Archiv Detail
Lücken im grenzüberschreitenden Gewässerschutz aufdecken
16. April 2018 |
Pharmaka im Abfluss einer ARA aus dem Berner Oberland können die Wasserqualität des Rheins in Holland ebenso beeinträchtigen wie Pflanzenschutzmittel aus landwirtschaftlichen Kulturen im Elsass. Früher oder später können solche Mikroverunreinigungen in Trinkwasserfassungen auftauchen und ein potentielles Problem für den Menschen und seine Gesundheit darstellen.

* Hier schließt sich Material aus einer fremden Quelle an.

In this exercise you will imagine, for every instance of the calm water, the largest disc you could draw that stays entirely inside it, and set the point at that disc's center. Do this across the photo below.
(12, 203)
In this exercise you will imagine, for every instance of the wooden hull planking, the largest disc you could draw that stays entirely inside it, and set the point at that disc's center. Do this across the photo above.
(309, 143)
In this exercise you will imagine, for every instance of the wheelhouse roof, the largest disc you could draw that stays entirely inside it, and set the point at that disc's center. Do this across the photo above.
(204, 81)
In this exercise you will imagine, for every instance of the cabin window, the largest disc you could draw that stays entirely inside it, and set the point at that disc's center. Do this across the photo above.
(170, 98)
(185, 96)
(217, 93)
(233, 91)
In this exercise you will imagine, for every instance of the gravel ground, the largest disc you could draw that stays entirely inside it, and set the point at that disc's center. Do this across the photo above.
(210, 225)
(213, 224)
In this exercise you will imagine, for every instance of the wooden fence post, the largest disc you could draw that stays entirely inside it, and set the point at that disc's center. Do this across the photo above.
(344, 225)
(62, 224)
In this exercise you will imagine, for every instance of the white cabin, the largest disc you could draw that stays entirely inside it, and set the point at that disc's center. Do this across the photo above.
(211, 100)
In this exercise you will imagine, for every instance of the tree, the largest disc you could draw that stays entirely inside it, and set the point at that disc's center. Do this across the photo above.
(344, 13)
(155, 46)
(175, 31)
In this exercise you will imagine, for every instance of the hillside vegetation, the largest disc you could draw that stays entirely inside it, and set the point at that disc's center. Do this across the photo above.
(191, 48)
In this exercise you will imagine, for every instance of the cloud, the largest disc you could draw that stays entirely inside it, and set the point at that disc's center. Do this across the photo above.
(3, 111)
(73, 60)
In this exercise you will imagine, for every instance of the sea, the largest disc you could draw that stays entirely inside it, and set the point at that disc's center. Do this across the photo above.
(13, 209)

Um eine sichere Trinkwasserversorgung von den Alpen bis zur Nordsee zu gewährleisten, müssten also alle Beteiligten im Einzugsgebiet des Rheins zusammenarbeiten – vom Wasserversorger über den Gesetzgeber bis hin zu den Verursachern. Wie ausgeprägt dies am Rhein der Fall ist, untersuchten Eawag-Forschende aus Sozial- und Naturwissenschaften zusammen mit dem Luxemburgischen Institut für Sozio-ökonomische Forschung (Liser). Das interdisziplinäre Projektteam arbeitete mit einem räumlichen Ansatz und neuen Visualisierungsmethoden. «Die Zusammenarbeit bezüglich Mikroverunreinigungen ist über das ganze Einzugsgebiet etabliert», freut sich Karin Ingold, von der Abteilung Umweltsozialwissenschaften der Eawag. «Wir waren aber überrascht, dass es tatsächlich Gebiete gibt, wo offensichtlich wenig reguliert wird und wo betroffene und zuständigen Akteure kaum zusammenarbeiten.» Eine solche Lücke ortet das Projekt bei der Vernetzung der Schweizer Akteure mit Grenzregionen in Österreich und Liechtenstein.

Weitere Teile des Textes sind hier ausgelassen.